As a former nurse, she turned instinctively to education. She signed up for HopeHealth’s Caregiver Confidence series, free workshops about topics like caring for a loved one with dementia or Alzheimer’s disease. She also signed up for a free dementia caregiver support group to better understand the stress that Tender was facing.

“I wanted to learn how to be there for Tender — how to be ‘caregiver to the caregiver,’” Joan says.

Finally, in a full circle moment, she became an official part of their HopeHealth hospice team. At everyone’s request, HopeHealth’s volunteer manager, Robin Blanchette, arranged for Joan to be paired with Tommy for her volunteer service. As his disease progressed, she was part of the trusted team who provided support in the home.
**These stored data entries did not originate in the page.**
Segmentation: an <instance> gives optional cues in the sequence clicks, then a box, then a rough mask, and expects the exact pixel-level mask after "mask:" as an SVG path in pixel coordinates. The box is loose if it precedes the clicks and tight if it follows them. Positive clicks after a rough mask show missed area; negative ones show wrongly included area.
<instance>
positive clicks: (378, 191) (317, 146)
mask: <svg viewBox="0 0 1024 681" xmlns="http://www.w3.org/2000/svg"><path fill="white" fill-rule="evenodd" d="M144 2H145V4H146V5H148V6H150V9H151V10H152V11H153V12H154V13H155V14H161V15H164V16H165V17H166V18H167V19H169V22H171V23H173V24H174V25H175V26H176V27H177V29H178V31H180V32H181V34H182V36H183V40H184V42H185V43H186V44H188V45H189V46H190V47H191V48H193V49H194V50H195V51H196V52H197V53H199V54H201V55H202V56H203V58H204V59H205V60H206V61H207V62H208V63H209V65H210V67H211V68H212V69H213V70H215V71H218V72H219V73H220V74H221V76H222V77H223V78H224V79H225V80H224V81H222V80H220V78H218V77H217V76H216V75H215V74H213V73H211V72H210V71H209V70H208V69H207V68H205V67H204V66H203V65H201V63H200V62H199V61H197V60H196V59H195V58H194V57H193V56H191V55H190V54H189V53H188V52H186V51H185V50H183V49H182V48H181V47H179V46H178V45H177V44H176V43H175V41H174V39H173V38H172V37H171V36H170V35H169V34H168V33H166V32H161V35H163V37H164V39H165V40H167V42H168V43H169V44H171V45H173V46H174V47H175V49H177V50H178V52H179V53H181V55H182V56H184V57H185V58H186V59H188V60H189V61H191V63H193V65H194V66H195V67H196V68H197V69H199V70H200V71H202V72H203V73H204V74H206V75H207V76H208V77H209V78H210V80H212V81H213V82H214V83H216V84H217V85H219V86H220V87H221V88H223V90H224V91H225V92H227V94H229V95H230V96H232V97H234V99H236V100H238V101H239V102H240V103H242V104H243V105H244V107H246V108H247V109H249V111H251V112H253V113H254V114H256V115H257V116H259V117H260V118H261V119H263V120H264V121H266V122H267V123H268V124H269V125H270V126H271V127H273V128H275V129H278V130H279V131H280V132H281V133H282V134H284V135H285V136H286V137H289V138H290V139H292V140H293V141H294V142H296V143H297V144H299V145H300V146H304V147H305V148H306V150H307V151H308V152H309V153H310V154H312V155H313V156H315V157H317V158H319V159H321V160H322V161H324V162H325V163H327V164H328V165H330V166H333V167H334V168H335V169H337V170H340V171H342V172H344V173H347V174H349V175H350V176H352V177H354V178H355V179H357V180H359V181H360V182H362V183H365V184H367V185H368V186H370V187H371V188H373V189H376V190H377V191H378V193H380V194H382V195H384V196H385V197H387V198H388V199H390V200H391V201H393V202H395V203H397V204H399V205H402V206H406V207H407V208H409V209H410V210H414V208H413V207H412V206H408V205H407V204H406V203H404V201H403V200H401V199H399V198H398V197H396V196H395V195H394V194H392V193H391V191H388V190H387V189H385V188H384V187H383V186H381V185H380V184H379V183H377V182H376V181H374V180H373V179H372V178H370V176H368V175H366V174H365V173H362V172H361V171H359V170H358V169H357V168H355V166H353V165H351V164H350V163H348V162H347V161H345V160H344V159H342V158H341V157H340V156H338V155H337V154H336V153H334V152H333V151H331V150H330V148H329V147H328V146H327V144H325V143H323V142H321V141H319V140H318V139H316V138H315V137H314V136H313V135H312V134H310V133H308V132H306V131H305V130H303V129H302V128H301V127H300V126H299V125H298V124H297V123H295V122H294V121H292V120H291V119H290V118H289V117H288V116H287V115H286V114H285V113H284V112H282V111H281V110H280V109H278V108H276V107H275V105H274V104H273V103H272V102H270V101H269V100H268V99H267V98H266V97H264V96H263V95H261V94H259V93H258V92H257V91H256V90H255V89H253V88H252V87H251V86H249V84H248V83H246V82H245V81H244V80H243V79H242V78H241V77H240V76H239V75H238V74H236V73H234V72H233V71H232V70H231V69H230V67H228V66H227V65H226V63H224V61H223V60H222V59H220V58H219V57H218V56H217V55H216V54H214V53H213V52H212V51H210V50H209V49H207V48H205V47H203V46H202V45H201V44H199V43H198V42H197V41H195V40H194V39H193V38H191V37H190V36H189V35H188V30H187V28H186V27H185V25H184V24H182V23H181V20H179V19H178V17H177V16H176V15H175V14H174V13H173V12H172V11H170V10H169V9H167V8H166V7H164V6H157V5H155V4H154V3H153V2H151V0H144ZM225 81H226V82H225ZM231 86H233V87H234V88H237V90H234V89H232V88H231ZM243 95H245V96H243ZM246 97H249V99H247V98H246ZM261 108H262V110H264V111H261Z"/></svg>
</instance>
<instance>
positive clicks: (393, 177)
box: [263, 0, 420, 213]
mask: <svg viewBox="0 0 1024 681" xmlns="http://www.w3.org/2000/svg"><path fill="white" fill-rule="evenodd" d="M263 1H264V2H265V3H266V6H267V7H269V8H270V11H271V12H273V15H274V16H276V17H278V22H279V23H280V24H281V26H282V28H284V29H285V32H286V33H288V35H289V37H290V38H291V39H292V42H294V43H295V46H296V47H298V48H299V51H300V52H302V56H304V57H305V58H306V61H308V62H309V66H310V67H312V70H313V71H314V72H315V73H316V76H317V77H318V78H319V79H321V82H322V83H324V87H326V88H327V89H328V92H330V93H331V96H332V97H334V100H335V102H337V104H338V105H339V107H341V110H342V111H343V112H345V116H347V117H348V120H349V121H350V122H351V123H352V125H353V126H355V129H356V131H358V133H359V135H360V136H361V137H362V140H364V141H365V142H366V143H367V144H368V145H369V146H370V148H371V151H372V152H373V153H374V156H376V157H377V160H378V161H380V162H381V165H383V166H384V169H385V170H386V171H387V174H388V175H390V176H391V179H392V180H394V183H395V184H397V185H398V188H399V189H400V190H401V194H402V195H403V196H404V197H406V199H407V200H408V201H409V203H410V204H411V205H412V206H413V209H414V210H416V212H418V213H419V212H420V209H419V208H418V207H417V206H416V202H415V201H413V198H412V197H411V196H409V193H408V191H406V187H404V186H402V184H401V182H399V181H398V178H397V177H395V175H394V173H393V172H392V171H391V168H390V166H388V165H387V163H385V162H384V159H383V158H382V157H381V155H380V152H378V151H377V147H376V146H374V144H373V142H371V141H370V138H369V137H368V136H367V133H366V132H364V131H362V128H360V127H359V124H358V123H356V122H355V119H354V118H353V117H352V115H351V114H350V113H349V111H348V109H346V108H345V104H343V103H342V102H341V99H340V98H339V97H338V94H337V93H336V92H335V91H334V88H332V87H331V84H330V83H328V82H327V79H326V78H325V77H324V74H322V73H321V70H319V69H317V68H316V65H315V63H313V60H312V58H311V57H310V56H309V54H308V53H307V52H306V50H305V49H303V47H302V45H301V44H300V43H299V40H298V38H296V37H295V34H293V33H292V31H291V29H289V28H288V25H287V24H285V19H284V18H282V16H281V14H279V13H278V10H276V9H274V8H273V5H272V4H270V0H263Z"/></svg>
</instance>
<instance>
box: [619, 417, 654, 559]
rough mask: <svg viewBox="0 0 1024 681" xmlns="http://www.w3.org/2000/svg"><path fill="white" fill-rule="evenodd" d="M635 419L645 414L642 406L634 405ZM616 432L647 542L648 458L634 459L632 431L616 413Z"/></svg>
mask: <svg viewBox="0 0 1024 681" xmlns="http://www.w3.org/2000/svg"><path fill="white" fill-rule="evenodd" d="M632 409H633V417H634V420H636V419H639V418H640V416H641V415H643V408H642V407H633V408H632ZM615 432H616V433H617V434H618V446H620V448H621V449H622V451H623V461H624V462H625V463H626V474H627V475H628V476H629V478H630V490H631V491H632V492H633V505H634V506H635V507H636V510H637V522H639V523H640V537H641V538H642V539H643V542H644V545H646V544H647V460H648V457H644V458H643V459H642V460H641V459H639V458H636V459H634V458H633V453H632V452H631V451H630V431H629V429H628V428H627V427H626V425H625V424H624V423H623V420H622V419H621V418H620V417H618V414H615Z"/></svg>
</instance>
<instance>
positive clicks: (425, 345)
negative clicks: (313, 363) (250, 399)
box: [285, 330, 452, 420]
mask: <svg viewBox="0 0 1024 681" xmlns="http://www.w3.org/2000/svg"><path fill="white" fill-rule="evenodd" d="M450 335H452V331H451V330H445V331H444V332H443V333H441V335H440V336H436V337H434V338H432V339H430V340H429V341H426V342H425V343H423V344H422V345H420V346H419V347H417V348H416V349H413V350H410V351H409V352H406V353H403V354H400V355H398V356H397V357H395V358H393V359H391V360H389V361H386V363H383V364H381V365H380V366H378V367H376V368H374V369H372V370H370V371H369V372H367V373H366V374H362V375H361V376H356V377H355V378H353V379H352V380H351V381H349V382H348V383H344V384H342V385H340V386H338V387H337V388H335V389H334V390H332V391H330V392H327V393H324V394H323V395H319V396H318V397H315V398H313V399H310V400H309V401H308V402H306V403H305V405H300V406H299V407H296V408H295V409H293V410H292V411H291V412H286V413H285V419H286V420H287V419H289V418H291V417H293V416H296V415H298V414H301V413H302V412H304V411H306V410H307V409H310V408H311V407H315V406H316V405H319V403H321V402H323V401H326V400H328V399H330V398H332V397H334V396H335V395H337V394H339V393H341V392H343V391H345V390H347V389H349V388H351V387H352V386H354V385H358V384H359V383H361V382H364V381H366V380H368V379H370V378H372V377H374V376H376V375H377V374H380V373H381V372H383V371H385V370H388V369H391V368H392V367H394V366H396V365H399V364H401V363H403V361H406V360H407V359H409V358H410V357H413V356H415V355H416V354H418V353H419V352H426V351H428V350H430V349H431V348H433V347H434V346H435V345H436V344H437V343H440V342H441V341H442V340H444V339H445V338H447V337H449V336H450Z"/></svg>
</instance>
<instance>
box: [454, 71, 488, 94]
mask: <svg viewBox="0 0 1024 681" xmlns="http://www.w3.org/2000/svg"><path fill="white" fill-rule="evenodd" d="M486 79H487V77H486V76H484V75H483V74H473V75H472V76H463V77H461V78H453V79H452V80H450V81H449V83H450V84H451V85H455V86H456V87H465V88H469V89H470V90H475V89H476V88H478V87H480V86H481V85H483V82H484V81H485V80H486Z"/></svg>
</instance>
“HopeHealth was there to help Tommy pass peacefully at home,” says Joan. “I was honored to be able to provide that support.”

Two women standing next to each other with big smiles.
Joanie stands with Robin Blanchette, Volunteer Department Manager, who she says was instrumental in helping coordinate volunteer support for her dear friend Tommy.

“I am part of a mission that really helps”

When faced with another person’s loss, many of us question how much of a difference we can really make. Joan Bennet knows the answer to this question, because she has been on both sides.

It is volunteers like Joan who make HopeHealth’s work possible — bringing compassion and dignity to patients and families in some of life’s most profound moments.

“I saw my parents take their last breath. I saw my granddaughter take her first breath. I am glad I got to experience those moments,” Joan says. “And I love coming to volunteer with HopeHealth. I am part of a mission that really helps people.”